As Bunny leaves, Anto argues over a new gambling debt as Sabrina eyes him with dismay. Meanwhile, Bunny meets Git, who was secretly waiting outside. After a short conversation, Bunny and Git head to the airport.

== Cast ==
- Peter McDonald as Git Hynes
- Brendan Gleeson as Bunny Kelly
- Tony Doyle as Tom French
  - John Bergin as young Tom French
- Peter Caffrey as Frank Grogan
  - Don Wycherley as young Frank Grogan
- Antoine Byrne as Sabrina Bradley
- David Wilmot as Anto
- Donal O'Kelly as "The Friendly Face"
- Johnny Murphy as Sonny Mulligan
- Carly Baker as Caroline
- Michael McElhatton as Johnner Doyle
- Joe Gallagher as Steo Gannon
- Kevin Hely as Petrol Station Attendant
- Eamonn Hunt as Cork Barman
- Frank O'Sullivan as Cork Man 1
- Jason Byrne as Cork Man 2
- Eamon A. Kelly as Cork Man 3

== Reception ==

=== Critical response ===

On Rotten Tomatoes the film has an approval rating of 84% based on 19 reviews. On Metacritic the film has a score of 69% based on reviews from 16 critics.

Janet Maslin of The New York Times praised it for "steering clear of Irish movie stereotypes and instead showing off a spare and quizzical indie spirit".

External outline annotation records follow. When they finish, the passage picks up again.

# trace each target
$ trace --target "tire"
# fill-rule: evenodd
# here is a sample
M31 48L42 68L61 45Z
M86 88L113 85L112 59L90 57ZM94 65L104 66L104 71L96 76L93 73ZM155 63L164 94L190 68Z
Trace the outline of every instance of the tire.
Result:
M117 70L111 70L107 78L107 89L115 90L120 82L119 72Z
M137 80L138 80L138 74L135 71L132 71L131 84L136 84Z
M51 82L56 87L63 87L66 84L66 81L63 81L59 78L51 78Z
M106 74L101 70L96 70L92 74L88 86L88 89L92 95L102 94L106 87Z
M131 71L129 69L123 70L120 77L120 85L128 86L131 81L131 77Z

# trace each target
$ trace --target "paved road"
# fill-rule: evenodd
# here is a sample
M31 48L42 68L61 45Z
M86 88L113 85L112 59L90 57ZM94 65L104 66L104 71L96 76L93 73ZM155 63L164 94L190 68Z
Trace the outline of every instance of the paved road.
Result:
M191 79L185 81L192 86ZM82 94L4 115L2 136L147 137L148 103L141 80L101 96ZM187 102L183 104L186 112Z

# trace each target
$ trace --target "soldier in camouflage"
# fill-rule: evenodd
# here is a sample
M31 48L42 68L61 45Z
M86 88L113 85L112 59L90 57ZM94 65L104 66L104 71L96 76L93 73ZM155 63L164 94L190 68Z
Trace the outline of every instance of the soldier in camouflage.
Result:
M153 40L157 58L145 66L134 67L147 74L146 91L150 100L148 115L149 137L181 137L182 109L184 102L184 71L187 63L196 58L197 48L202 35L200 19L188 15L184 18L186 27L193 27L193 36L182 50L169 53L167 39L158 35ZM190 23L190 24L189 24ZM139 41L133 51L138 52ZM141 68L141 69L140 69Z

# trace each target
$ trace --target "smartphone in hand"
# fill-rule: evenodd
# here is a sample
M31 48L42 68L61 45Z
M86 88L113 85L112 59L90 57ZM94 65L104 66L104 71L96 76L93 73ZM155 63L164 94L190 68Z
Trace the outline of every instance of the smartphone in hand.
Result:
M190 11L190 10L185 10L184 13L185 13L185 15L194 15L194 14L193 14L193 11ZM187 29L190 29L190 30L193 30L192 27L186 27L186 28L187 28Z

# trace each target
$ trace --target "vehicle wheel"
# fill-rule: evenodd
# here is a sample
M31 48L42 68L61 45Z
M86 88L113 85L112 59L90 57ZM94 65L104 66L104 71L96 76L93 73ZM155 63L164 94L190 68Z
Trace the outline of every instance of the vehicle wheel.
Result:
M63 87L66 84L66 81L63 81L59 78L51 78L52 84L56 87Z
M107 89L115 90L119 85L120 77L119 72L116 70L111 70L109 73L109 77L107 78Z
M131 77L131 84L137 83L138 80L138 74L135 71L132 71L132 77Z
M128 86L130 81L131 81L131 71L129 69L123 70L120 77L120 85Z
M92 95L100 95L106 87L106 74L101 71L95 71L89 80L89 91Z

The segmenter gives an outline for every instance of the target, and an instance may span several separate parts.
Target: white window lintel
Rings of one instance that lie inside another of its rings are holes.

Roger Ebert gave it 3 out of 4 stars, and wrote: "It takes the form of a road movie and the materials of gangster movies [...] but what happens is beside the point. It's what they say while it's happening that makes the movie so entertaining."

=== Awards ===
The film won several awards. Paddy Breathnach won Best New Director and the Jury Prize at the San Sebastian Film Festival and won Best Director at Thessaloniki 1997 and Best Film at Bogotá Film Festival 1998. Screenwriter Conor McPherson also won awards and acclaim for his script.

== Home media ==

The film was released on VHS in 1998. It was also released in Australia on DVD in 1998. The film was released on DVD in the UK and Ireland only in December 2011.